争いごとが苦手な彼氏と 上手くいっていると思っていたんだ。穏やかな付き合いって こんな風なんだなって。言葉遣いも穏やかで 誰に対しても同じように接する人だったんだ。

『優しい』って 人によっては種類があって 一言では表現できないけれど とても難しい。



今思えば
「喧嘩にならないことは 良いこと」

「喧嘩しても 解決して仲良くしてゆくこと」
を理解できていなかったのかもしれないね。

だから 私の中で最優先は 
「喧嘩にならないこと」=「良いこと」
と思い込んで いつの間にか「目標」みたいになって 「好き」とかの感情はどこかに置き去りにしてしまって 自分の考え・意見や感覚を後ろに回してでも 彼に合わせて 争いごとにならないことが「良いこと」にすり替わってしまったんだよね。

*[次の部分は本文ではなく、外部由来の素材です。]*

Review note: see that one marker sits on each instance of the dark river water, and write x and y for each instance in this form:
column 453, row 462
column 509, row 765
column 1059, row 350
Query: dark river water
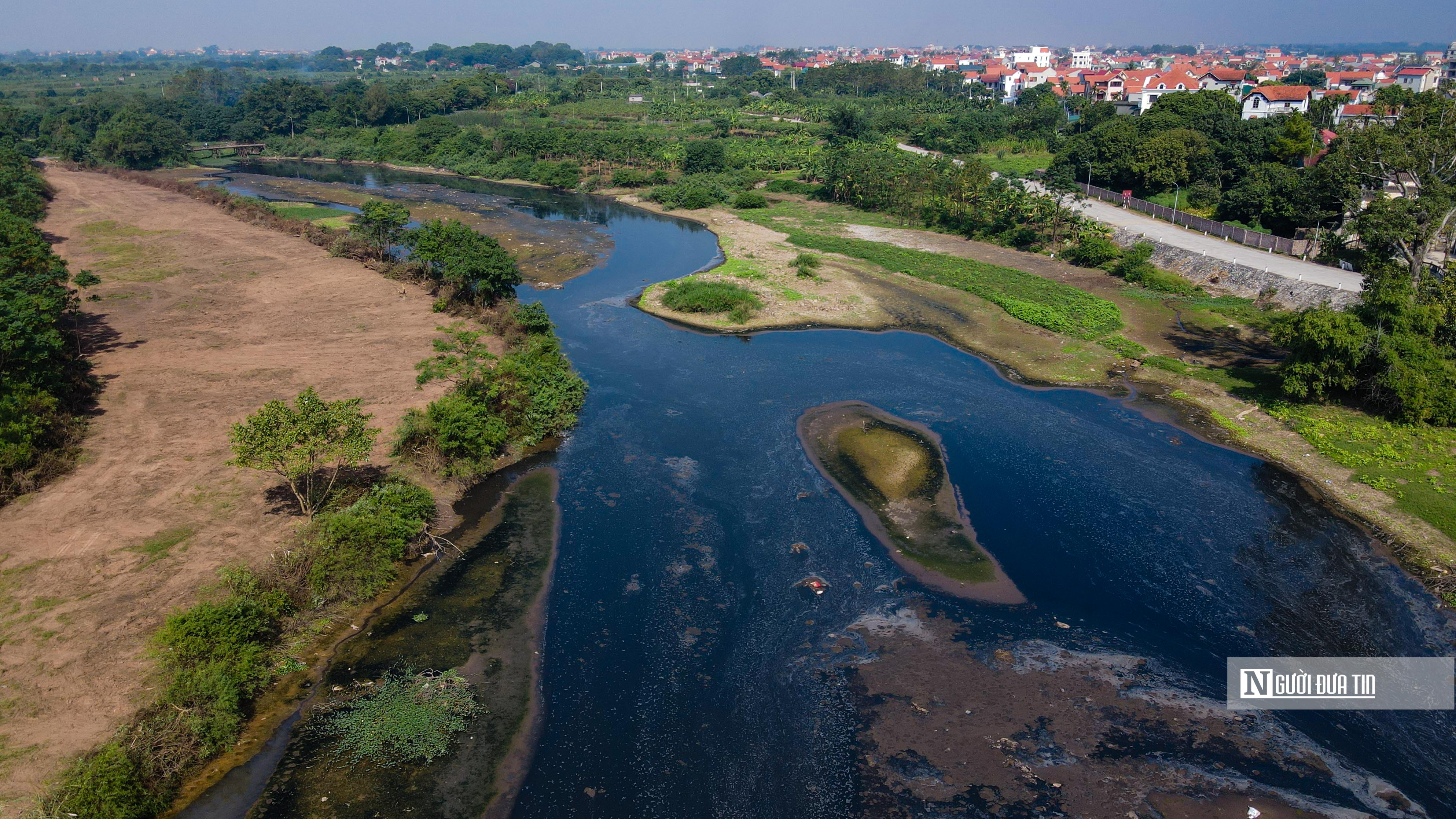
column 673, row 684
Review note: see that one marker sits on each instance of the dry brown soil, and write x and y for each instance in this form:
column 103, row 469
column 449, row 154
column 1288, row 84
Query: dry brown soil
column 202, row 320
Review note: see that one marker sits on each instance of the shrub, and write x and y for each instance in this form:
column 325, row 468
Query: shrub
column 532, row 317
column 629, row 178
column 750, row 200
column 1123, row 348
column 558, row 174
column 1092, row 251
column 1135, row 267
column 705, row 157
column 405, row 717
column 691, row 193
column 806, row 264
column 791, row 187
column 104, row 785
column 353, row 553
column 702, row 296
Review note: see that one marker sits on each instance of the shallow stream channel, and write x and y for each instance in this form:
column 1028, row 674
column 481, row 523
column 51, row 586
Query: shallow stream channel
column 685, row 671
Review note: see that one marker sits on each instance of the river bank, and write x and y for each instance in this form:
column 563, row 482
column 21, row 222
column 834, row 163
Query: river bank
column 891, row 301
column 689, row 674
column 893, row 473
column 199, row 320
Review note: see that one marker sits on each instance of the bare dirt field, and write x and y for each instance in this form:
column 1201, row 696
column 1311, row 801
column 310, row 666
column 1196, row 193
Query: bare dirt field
column 202, row 320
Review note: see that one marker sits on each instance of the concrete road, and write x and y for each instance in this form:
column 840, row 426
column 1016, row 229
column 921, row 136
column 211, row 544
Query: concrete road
column 1170, row 234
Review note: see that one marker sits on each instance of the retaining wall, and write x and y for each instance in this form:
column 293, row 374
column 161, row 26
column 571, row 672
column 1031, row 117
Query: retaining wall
column 1219, row 276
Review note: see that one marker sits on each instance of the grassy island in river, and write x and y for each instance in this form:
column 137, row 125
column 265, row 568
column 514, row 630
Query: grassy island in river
column 893, row 473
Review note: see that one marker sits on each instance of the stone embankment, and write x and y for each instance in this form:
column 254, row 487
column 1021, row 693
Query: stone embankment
column 1235, row 279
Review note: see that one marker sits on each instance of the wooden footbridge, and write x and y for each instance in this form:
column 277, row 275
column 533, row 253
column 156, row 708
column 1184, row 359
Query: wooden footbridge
column 219, row 149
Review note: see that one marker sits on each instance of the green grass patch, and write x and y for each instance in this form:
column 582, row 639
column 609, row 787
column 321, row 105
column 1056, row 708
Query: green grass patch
column 309, row 212
column 740, row 269
column 1017, row 164
column 702, row 296
column 405, row 717
column 1123, row 348
column 1414, row 464
column 1033, row 299
column 159, row 546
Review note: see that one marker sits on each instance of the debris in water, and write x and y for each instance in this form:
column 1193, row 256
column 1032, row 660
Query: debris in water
column 813, row 584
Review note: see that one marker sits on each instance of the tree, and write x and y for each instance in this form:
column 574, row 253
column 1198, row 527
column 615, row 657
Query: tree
column 22, row 190
column 848, row 123
column 283, row 103
column 475, row 264
column 139, row 139
column 1174, row 158
column 306, row 444
column 1312, row 78
column 380, row 224
column 704, row 157
column 1419, row 152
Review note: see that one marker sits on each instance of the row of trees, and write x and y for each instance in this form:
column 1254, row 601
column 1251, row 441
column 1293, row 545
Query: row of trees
column 43, row 378
column 1397, row 349
column 934, row 191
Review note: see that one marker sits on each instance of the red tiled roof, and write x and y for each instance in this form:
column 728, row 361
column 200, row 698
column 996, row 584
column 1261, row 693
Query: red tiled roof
column 1227, row 75
column 1283, row 94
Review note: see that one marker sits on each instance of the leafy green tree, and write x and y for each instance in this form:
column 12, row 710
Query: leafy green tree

「好き」が始まりのハズだったのに 二人の関係を続けることそのものを「目標」にしてしまって そのために お互いに(主に私が)相手に合わせすぎて ストレスを感じてしまう。そしてギクシャクして誰かに助けを求める…。



「なんでも言ってよ。聴くだけだけど、。」

最初は本当にその通りだったあなたの言葉に
途中から それ以外の感情があるのに気がついていたんだよ 私。

普通はさ  興味のない異性の話なんて聴かないでしょ?

 あまりにも親身になって聴いてくれるから つい話し過ぎちゃったよ。

女友達に相談しても「ヤメヤメそんな彼氏。ソレ我慢し過ぎだって。相手に合わせ過ぎは良くないよ?次行こう次っ!」ってストレート過ぎる 答えばっかりで 男の人側の気持ちがいまひとつ分からなかった。

 結果的には
あなたは私のことを
「守りたいと考える対象」になったし
私もあなたを
「もしもこの人が 隣にいる人だったら」と
想像してみる日が来てしまったし
今日こうして
「やっぱり  さよなら、 しよ。」
と 私がこの状況に終わりを告げている。


「今の彼氏と別れてしまえばいい話だ」と言わないあなたは 本当の意味で優しいとわかっているから 
あなたと 7秒 最後のハグをして 
あなたと さよなら します。


最後の1秒を あなたに預けて さよなら します。
最後の1秒に あなたの想いを込めてください。


「最後の1秒は あなたが決めてね。